The report is the first to be issued after the retirement of former University of Illinois at Chicago professor and former 44th Ward Ald. Dick Simpson, who authored the annual report for 14 years. 

The report uses a formula that compares the number of each area’s corruption convictions with its population to create a ranking system that incorporates data from 1976 to 2021. The Northern District of Illinois, essentially Chicago and its suburbs, remains a hot bed of corruption, even as federal corruption convictions have declined from an average of 61 per year in the 1990s to 28.5 per year between 2010 to 2019, according to the report.

In 2021, there were 32 public corruption convictions in the Northern District of Illinois, which includes all of Chicago and the northern third of Illinois — an increase from the 22 convictions recorded in 2020, according to the report.

“To end corruption, Illinois residents will need to elect better, more honest public officials and to press those in office to make meaningful changes such as greater regulation of conflicts of interest, more effective campaign finance rules, greater contract transparency and reforms to lobbying practices,” Rossi wrote in the report.

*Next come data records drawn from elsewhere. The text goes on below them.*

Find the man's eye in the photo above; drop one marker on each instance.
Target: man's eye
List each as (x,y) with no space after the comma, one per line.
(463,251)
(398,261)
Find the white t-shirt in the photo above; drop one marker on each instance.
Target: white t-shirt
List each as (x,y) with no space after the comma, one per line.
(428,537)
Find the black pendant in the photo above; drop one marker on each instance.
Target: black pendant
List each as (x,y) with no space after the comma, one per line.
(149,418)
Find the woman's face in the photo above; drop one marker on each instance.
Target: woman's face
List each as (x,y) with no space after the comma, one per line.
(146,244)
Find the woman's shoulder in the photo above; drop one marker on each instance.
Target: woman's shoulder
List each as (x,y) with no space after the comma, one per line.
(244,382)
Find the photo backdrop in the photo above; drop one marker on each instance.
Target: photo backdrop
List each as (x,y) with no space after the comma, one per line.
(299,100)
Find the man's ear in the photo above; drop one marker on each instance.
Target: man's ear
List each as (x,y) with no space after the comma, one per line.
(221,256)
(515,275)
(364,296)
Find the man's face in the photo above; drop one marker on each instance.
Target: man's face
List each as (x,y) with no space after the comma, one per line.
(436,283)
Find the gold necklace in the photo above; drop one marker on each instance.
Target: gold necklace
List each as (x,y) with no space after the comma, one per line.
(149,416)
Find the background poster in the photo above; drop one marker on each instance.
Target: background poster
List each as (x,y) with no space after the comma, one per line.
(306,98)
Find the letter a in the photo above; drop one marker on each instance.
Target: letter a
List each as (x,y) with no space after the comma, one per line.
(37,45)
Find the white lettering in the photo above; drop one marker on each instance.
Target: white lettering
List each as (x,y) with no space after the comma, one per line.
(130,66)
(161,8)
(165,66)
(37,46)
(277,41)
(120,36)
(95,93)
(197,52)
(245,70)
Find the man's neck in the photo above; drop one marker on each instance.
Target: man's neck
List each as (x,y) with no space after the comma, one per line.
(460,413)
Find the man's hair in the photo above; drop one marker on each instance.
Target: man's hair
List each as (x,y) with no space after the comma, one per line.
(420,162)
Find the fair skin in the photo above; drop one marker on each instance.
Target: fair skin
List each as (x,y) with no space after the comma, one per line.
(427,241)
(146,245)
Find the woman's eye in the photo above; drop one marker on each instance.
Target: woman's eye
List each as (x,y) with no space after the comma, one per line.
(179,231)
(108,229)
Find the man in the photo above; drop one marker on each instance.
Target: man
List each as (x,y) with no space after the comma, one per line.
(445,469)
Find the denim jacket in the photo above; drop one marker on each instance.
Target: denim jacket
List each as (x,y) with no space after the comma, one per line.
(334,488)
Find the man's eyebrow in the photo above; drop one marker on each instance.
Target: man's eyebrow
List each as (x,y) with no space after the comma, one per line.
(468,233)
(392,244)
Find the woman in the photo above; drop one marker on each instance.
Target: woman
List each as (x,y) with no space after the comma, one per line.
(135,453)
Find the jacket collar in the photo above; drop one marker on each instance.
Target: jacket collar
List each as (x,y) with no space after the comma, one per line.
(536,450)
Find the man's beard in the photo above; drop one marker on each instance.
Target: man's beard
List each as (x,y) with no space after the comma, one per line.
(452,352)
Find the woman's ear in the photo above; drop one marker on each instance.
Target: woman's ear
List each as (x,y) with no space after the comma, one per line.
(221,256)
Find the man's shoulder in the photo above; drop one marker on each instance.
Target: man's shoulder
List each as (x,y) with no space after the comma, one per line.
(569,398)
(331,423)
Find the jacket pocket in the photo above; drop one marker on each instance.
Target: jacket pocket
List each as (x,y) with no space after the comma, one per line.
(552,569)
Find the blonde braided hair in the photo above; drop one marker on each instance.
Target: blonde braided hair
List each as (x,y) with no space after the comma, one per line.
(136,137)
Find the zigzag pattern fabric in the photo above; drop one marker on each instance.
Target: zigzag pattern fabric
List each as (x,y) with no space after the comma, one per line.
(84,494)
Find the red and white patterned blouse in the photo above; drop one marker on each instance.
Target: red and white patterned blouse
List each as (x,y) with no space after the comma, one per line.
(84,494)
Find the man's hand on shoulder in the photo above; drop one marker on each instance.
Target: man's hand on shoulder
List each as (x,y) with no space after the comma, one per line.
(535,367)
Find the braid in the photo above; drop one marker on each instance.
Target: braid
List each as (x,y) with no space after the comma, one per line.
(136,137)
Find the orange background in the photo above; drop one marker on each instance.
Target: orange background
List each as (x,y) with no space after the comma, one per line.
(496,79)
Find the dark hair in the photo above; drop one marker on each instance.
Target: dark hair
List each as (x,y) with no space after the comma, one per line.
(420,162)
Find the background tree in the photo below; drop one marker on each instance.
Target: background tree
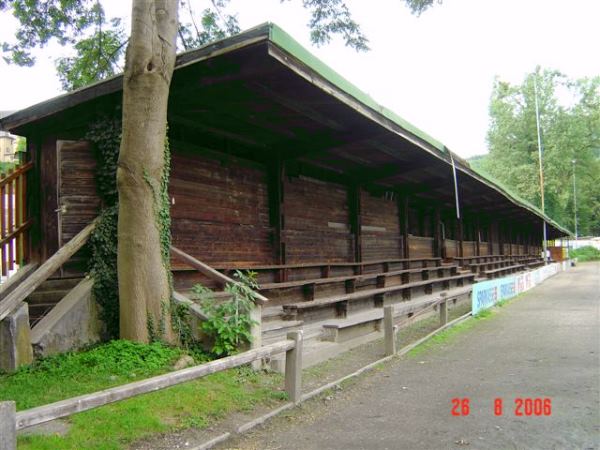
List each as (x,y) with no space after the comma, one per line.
(570,123)
(144,274)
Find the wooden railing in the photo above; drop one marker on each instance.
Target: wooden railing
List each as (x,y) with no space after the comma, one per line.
(211,273)
(49,267)
(14,222)
(12,421)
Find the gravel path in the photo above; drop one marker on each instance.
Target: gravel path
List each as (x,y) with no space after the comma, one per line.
(544,344)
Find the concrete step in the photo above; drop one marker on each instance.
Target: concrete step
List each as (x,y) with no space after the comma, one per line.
(277,330)
(54,284)
(272,313)
(53,296)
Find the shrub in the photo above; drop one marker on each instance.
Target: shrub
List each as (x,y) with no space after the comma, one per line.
(587,253)
(229,322)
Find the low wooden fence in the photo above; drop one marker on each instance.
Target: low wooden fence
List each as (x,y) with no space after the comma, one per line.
(14,222)
(12,421)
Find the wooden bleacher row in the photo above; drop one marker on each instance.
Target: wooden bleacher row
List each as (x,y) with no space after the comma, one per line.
(494,266)
(292,272)
(467,260)
(368,282)
(297,311)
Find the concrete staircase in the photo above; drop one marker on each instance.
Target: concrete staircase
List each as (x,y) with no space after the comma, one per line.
(47,295)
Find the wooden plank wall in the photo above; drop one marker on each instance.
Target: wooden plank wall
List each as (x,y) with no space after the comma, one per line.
(484,248)
(380,228)
(317,222)
(451,247)
(219,210)
(420,247)
(469,248)
(77,192)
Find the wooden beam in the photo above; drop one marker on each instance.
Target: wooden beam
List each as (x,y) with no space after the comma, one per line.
(211,273)
(478,235)
(50,266)
(275,178)
(64,408)
(403,212)
(438,242)
(354,206)
(460,238)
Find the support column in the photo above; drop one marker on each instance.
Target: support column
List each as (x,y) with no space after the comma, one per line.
(438,243)
(275,179)
(459,232)
(490,239)
(354,203)
(403,211)
(478,236)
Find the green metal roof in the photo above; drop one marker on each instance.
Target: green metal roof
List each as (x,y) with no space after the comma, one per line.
(283,40)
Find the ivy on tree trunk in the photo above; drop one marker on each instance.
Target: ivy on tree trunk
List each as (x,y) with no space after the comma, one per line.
(144,287)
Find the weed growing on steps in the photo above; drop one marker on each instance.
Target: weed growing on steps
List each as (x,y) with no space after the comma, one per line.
(229,322)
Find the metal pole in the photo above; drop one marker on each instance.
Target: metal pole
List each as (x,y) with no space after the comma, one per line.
(575,199)
(537,120)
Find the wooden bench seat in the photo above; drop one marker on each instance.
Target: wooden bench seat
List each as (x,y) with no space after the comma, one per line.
(283,272)
(489,265)
(378,294)
(344,329)
(495,273)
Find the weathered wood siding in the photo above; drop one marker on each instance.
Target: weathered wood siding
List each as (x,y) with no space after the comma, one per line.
(420,247)
(77,188)
(469,248)
(219,210)
(380,228)
(484,248)
(451,247)
(316,221)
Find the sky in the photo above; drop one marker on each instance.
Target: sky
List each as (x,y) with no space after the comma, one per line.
(436,71)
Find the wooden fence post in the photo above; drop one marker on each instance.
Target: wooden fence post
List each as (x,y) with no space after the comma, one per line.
(256,332)
(443,312)
(8,426)
(293,367)
(388,330)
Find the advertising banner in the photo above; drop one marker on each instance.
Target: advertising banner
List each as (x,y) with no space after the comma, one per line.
(488,293)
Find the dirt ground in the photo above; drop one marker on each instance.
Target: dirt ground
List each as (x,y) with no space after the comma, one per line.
(544,344)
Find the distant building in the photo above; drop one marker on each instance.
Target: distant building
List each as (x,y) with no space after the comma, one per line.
(8,144)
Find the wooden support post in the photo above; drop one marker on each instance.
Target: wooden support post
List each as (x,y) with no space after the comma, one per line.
(477,236)
(443,313)
(8,426)
(389,331)
(354,204)
(293,368)
(275,179)
(256,332)
(403,211)
(459,231)
(438,243)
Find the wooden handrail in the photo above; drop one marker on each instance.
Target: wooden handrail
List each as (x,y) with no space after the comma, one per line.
(46,413)
(51,265)
(15,173)
(211,273)
(16,232)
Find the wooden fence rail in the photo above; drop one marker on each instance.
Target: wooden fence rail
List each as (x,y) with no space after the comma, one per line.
(11,421)
(50,266)
(211,273)
(14,221)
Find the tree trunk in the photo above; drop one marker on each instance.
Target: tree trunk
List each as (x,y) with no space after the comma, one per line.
(144,288)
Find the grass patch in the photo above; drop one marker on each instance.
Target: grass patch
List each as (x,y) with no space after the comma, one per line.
(584,254)
(195,404)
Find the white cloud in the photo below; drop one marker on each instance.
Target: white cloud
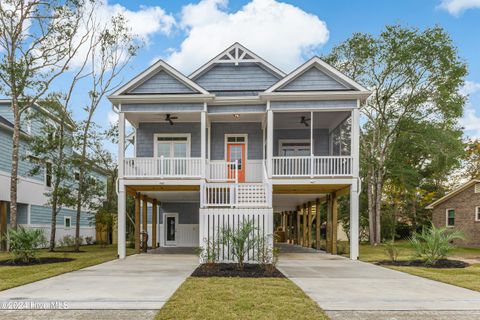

Illinois should foster an anti-corruption culture, rather than waiting for the Department of Justice to act, Rossi said.

Many of the corruption cases detailed by the report focus on two sprawling investigations that have ensnared dozens of politicians: the probe into Commonwealth Edison’s ties to former House Speaker Michael Madigan’s political operation and the investigation into whether elected officials accepted bribes as part of a push to install red-light cameras in the suburbs.

Madigan is set to stand trial in April on 22 criminal charges as part of a sweeping indictment that alleges he led a criminal enterprise whose purpose was to enhance his political power and financial wellbeing for nearly a decade. Madigan has pleaded not guilty.